Sea-based marine pollution includes abandoned, lost or otherwise discarded fishing gear, oil spills and pollution from sea-based activities such as shipping and tourism that threaten marine and coastal ecosystems.

The overall goal of the COBSEA RAP MALI 2019 is to consolidate, coordinate, and facilitate cooperation, and implement the necessary environmental policies, strategies and measures for sustainable, integrated management of marine litter in the East Asian Seas region. The RAP MALI comprises four main actions:

  • Action 1: Preventing and reducing marine litter from land-based sources
  • Action 2: Preventing and reducing marine litter from sea-based sources
  • Action 3: Monitoring and assessment of marine litter
  • Action 4: Activities supporting the implementation of the COBSEA RAP MALI

The COBSEA Secretariat coordinated closely with other Regional Seas programmes, the Global Partnership on Marine Litter (GPML) and the Global Programme of Action for the Protection of the Marine Environment from Land-based Activities (GPA) to support effective action in the East Asian Seas region to achieve SDG target 14.1: to prevent and significantly reduce marine pollution of all kinds and in particular from land-based activities.

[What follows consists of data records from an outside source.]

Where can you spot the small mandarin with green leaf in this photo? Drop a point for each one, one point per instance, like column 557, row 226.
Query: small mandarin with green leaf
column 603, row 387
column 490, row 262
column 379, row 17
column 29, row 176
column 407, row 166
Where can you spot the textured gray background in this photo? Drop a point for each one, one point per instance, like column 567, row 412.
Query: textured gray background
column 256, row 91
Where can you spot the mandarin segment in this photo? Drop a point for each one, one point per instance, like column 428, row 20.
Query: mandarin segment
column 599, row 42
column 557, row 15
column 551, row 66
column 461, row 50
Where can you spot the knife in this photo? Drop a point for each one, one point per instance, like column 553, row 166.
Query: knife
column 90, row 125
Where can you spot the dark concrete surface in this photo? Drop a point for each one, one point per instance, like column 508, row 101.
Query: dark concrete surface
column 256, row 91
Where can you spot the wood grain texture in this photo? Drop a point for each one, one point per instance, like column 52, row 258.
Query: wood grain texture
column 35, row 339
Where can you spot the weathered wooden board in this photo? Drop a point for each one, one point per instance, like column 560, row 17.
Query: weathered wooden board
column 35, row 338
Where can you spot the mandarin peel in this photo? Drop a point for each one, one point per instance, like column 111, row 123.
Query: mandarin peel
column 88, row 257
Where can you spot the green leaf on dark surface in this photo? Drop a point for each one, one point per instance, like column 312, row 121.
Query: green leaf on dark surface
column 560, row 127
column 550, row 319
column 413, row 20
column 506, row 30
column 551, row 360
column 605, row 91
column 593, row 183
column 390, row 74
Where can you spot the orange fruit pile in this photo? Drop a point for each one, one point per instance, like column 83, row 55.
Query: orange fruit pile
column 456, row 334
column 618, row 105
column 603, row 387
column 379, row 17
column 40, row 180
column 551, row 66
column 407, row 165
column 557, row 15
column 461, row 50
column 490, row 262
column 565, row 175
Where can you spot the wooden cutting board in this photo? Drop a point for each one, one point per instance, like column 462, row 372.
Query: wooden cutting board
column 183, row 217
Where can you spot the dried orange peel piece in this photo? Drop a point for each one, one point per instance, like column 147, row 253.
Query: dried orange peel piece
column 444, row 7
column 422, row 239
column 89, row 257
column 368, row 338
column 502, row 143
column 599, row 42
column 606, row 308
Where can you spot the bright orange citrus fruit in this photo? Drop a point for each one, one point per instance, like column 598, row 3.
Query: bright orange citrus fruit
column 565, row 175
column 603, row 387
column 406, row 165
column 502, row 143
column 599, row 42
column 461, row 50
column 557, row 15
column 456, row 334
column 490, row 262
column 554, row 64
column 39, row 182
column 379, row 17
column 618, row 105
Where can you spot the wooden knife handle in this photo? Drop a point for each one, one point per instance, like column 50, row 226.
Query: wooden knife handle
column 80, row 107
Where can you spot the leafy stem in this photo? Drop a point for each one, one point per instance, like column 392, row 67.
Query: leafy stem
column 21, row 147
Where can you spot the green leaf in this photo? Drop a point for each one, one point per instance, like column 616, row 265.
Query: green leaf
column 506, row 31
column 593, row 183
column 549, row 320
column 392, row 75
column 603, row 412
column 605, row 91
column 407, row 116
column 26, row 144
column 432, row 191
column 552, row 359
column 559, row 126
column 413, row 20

COBSEA initiatives on marine litter

COBSEA is jointly implementing the regional marine litter project SEA circular with the United Nations Environment Programme Regional Office for Asia and the Pacific, with support from the Swedish Government. The project aims to reduce adverse impact of land-based plastic leakage into the marine environment, by ensuring that less plastic is wasted at source and management of the plastic value chain is improved in South East Asia. Considering waste management systems in the region remain largely inadequate to process increasing amounts of plastic waste, the project focuses on the lifecycle stages of (i) Production of plastic products, (ii) Plastic use, and (iii) Collection / sorting / recycling, to ensure that less plastic is wasted and strategically prevent plastic litter entering the ocean. To achieve these objectives, project partners include national and local government agencies; businesses, producers, retailers, and associations in the packaging, consumer and institutional products industry. To promote inclusive whole-of-value-chain planning at the national and regional level, project activities will actively engage civil society, consumers, informal waste workers, and communities most vulnerable to the impacts of marine litter.